Steady growth for rural retail in South Africa

Spire Property Management recently secured the management contracts for several retail centres in outlying areas of Durban and Johannesburg.

Tshepiso is a small convenience centre situated in the heart of the Tshepiso township near Vereeniging; the Gamalake Centre is situated in Shelley Beach and caters to the Gamalake Township; Boxer Ngqeleni is a stand-alone Boxer superstore which serves Umtata, West Pondoland and the Coffee Bay areas; Umlazi J Section is another stand-alone store that services the greater Umlazi region and which houses a Punch superstore; and the Clermont Centre which services New Germany, Pinelands and Westville.

Sean Paul, Executive Director of Spire Property Management says that retail in South Africa’s rural areas or ‘emerging economic areas’ is growing and this success is evident in the retail sales and trading densities in these centres.

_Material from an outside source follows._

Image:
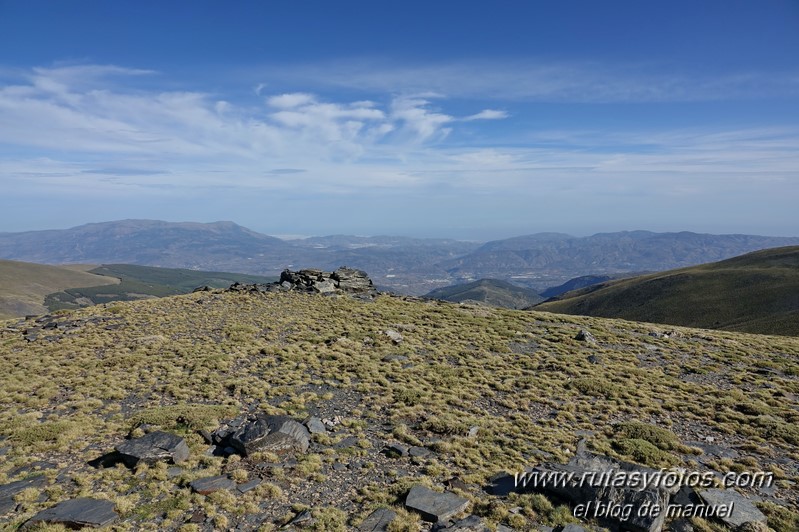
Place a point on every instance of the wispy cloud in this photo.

“Townships and rural areas in SA have emerged as a new market for retailers – both boutique and national. This progressive movement has resulted in an increase in shopping mall development in these previously untapped areas,” says Paul.

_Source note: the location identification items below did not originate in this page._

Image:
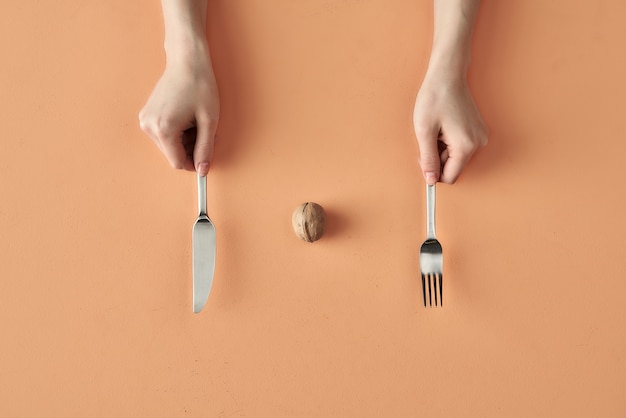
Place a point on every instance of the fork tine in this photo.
(441, 289)
(430, 295)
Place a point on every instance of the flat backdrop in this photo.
(317, 99)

“Through Spire’s growing rural retail portfolio we have seen many national retail tenants going into rural areas and experiencing unprecedented success with considerably higher trading densities than in urban areas.”

“However, a move such as this does need to be well researched and implemented,” recommends Gregg Huntingford, CEO of Spire Property Management, who notes that the first step is to partner with experts in the field and says that it is essential for all parties to adopt a collaborative approach to ensure that the needs of the community, the retailers and the property owners are met.

Huntingford advises that it is crucial for retail centres operating in rural areas to stay close to the community and ensure that the centre is valued. “Landlords must also guarantee that security is in place and effective, and that public transport is accessible for shoppers – making the centre the convenience hub for the area. Tenants must be prepared for a different shopping experience and to tailor their store to the consumers’ preferences.”

Huntingford goes on to say that it is difficult to generalise about what works best in malls in ‘emerging economy’ areas. Tenants need to carefully research what the needs of the community are and ensure that they meet these needs. But it is evident that what works in one area does not necessarily work in another – tenant mix, product offering and size have to be very site-specific.

“From our first-hand experience we have seen that there are growth opportunities for retailers in rural areas as opposed to saturated and over-populated urban ones. Rural areas offer a real cash economy and well marketed tenants who have done their homework will be successful,”concurs Paul and Huntingford.